LPSK: Saatnya Bangun Solidaritas bagi Korban Kejahatan

Sabtu, 30 Mei 2015 | 17:40 WIB
EP
B
Penulis: Eko Priyatmono | Editor: B1
Ilustrasi
Ilustrasi (Istimewa)

Yogyakarta – Tingkat kepedulian masyarakat Indonesia terhadap korban bencana alam harus diakui sudah cukup tinggi. Setiap terjadi bencana alam, berbagai bentuk bantuan langsung diinisiasi, mulai dari donasi hingga turun ke lokasi bencana.

Namun, solidaritas itu belum terbangun dalam membantu korban kejahatan. Perhatian lebih banyak tertuju pada pelaku, sementara hak-hak korban kerap terlupakan.

Menurut Ketua Lembaga Perlindungan Saksi dan Korban (LPSK), Abdul Haris Semendawai, sudah saatnya membangun kesadaran baru untuk peduli kepada korban kejahatan. Hal ini bisa dilakukan sesuai porsi kemampuan dari masing-masing warga negara.

"Aparat negara bisa membantu sesuai tugas dan fungsi masing-masing. Begitu pula mereka yang berprofesi pegawai swasta hingga LSM," kata Semendawai, dalam rilis yang diterima Beritasatu.com, Sabtu (30/5).

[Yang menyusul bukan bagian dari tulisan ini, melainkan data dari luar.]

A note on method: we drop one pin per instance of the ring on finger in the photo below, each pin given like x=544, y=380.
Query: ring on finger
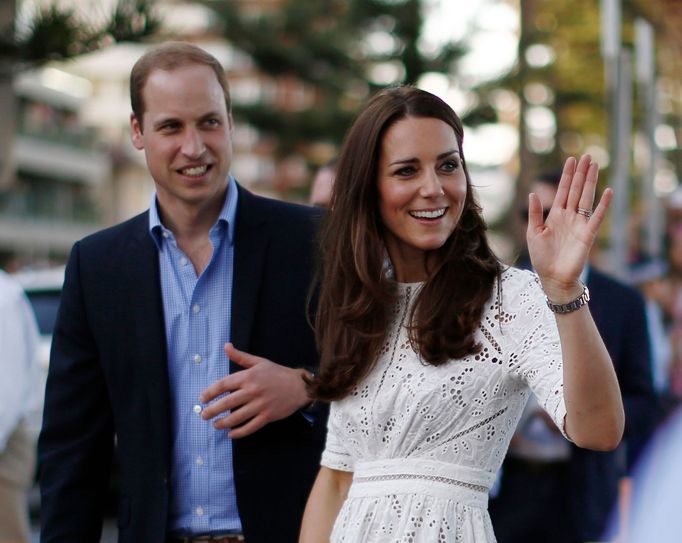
x=584, y=212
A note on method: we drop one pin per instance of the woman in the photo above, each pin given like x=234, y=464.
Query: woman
x=429, y=346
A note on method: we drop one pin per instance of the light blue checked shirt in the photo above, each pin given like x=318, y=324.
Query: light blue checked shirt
x=197, y=315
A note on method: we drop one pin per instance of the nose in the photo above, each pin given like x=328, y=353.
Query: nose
x=431, y=185
x=193, y=144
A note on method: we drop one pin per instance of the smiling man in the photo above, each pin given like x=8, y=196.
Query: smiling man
x=158, y=316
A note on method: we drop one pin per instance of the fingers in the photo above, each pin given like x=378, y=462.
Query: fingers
x=225, y=404
x=239, y=416
x=249, y=428
x=602, y=208
x=586, y=199
x=226, y=384
x=535, y=217
x=564, y=183
x=575, y=193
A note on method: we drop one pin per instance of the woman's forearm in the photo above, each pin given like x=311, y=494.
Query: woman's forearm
x=594, y=409
x=327, y=496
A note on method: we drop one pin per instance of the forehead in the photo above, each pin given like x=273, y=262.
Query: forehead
x=193, y=88
x=418, y=136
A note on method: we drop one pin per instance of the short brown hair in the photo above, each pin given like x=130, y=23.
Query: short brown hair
x=169, y=56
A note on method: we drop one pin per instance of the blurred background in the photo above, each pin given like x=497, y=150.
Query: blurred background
x=533, y=80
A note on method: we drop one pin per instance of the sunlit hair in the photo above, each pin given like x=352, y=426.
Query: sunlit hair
x=167, y=57
x=355, y=293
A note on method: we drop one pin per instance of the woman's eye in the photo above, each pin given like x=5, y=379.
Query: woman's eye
x=450, y=165
x=405, y=171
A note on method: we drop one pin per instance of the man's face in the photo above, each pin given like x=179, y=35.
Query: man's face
x=186, y=135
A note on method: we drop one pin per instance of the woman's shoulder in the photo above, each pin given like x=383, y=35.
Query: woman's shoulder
x=517, y=285
x=517, y=277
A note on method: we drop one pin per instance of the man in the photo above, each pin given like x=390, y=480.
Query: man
x=138, y=346
x=551, y=490
x=19, y=399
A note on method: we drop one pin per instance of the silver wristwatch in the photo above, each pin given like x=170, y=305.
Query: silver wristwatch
x=571, y=306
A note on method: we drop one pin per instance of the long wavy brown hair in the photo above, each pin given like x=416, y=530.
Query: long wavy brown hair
x=355, y=292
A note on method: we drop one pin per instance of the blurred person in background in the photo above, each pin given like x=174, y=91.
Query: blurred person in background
x=657, y=489
x=672, y=301
x=650, y=277
x=321, y=190
x=212, y=444
x=20, y=399
x=549, y=489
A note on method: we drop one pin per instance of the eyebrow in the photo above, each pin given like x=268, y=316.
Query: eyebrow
x=412, y=160
x=171, y=119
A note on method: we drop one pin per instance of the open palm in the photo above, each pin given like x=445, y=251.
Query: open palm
x=559, y=246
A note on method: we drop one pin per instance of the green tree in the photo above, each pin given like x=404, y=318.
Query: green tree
x=341, y=49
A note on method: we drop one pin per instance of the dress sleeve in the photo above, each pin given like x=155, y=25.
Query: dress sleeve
x=536, y=351
x=336, y=455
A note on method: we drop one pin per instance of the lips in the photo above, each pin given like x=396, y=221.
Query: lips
x=428, y=213
x=194, y=171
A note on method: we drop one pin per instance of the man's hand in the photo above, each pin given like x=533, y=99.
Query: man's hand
x=262, y=393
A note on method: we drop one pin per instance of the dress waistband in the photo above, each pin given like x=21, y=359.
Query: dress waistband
x=422, y=476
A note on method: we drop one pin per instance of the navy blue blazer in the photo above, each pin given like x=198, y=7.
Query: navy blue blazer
x=108, y=379
x=619, y=312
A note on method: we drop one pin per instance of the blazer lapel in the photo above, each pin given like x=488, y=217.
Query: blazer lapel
x=251, y=241
x=144, y=279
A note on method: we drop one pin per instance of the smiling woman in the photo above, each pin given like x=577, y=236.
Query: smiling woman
x=429, y=346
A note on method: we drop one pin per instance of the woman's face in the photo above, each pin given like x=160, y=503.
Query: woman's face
x=422, y=189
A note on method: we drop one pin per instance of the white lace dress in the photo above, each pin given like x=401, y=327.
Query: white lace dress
x=423, y=442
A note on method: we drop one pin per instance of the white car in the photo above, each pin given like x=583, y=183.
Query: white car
x=44, y=290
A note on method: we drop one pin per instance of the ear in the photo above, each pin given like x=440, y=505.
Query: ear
x=136, y=133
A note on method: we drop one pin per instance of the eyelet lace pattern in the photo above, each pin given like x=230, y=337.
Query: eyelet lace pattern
x=425, y=442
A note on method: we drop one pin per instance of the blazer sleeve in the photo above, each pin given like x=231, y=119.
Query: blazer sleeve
x=76, y=442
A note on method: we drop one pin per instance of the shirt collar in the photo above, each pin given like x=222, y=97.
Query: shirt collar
x=227, y=216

Hal itu disampaikannya pada saat penandatanganan nota kesepahaman (MoU) antara LPSK dan Universitas Islam Indonesia (UII) di Yogyakarta, Sabtu (30/5).

Perpanjangan MoU ditandatangani Ketua LPSK Abdul Haris Semendawai dan Rektor UII Harsoyo disaksikan dua Wakil Ketua LPSK, Hasto Atmojo Suroyo dan Lies Suliestiani. Sedangkan dari pihak UII, turut menyaksikan Dekan Fakultas Hukum UII Aunur Rohim Faqih.

Selain penting bagi korban kejahatan itu sendiri, membangun solidaritas dan kepedulian bagi korban kejahatan, kata Semendawai, juga sangat penting guna mencegah agar kejahatan serupa tidak terulang di tengah masyarakat. Namun, jika masyarakatnya cuek alias tidak peduli, dikhawatirkan tindak kejahatan itu terus tumbuh dan berkembang menjadi momok yang merusak sendi kehidupan bernegara.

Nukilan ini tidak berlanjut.